Earlier on you said you were willing to bet that the traditional belief did not predate AD 600. In point of fact, it had been dogmatically defined before that date, and a number of the early fathers wrote about it extensively by the fourth century, and some before. According to the Cathlic Encyclopedia, Iranaeus promoted the doctrine; he died in AD 190 or AD 191.
You dismiss the Protoevangelium as “written at least two centuries after the death of Jesus. I’m no expert, but what I have found through Google suggests that it was written between AD 120 and !D 170, closer to one century after the death of Jesus". I haven’t seen any source date it as late as the third century, as you suggest, though I am happy to be corrected on the point. The Protoevangelium is certainly not canonical; it does not follow that everything in it is false. If you know of modern scholarship which says that it consists of “made-up stories”, now would be a good time to point us to it. More likely it is a compilation of pre-existing stories and beliefs, some of which are taken from the Gospels, some of which are noncanonical but also appear in other sources, and some of which do not appear elsewhere. There is no reason to assume, however, that even those elements which do not appear elsewhere are simply “made up”.
It was cited, not as evidence that its contents are true, but as evidence that the perpetual virginity of Mary was widely believed long before it was dogmatically defined.
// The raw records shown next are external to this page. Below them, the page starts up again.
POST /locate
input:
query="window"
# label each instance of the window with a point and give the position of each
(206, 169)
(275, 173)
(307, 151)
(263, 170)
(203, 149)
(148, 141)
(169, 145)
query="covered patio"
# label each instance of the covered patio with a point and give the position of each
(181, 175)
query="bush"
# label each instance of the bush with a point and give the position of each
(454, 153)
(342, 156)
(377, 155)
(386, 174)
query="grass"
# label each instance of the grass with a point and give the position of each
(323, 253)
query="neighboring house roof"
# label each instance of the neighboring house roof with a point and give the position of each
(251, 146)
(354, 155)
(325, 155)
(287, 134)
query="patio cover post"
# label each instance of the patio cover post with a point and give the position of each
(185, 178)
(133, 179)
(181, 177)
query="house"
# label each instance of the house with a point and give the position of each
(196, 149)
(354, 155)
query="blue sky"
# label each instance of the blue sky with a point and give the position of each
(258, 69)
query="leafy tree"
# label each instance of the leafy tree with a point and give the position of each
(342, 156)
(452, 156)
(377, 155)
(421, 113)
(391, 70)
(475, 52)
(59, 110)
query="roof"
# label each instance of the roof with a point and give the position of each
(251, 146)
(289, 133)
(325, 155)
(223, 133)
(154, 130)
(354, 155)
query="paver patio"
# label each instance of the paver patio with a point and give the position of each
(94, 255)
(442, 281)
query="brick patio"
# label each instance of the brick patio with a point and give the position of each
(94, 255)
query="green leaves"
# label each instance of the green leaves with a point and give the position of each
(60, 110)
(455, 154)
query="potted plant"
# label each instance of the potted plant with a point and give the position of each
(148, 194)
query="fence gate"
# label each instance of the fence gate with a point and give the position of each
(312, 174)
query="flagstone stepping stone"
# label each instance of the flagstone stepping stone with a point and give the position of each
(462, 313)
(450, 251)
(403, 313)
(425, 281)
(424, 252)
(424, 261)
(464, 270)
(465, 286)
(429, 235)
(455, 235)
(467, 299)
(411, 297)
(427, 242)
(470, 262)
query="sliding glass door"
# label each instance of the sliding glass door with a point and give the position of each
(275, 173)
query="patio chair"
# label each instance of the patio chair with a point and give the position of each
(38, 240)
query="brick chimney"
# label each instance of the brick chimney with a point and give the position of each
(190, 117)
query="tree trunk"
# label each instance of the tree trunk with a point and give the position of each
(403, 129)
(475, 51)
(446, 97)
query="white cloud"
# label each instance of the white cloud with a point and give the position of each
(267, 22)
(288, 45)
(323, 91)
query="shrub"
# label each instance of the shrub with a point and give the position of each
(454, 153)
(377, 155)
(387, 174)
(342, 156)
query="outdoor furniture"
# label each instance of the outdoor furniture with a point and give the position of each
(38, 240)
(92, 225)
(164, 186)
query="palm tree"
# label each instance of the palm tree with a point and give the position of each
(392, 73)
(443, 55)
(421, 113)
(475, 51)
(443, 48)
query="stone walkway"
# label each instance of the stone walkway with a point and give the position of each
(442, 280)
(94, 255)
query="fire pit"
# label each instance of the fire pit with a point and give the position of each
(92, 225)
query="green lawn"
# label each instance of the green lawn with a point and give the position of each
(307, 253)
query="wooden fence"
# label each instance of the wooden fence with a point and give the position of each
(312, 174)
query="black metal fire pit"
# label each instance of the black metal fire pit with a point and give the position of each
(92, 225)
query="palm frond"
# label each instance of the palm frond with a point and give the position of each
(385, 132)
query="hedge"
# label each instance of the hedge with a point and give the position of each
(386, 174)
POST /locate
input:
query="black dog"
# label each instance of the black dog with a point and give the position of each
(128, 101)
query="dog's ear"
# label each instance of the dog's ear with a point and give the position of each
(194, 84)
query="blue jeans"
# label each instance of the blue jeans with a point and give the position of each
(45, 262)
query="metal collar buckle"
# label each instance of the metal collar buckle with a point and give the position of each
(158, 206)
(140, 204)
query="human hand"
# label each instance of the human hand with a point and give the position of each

We know that the Protoevangelium was popular and widely read, if only from the very large number of translations which exist, and from its early liturgical use in some Eastern liturgies.
In other words, this does seem to be an ancient tradition, almost as old as the Gospels themselves. That doesn’t make it true, of course, but it seems to me reasonable to suggest that the age and strenght of this tradition is a factor which it is reasonable to take into account when interpreting the Gospel texts.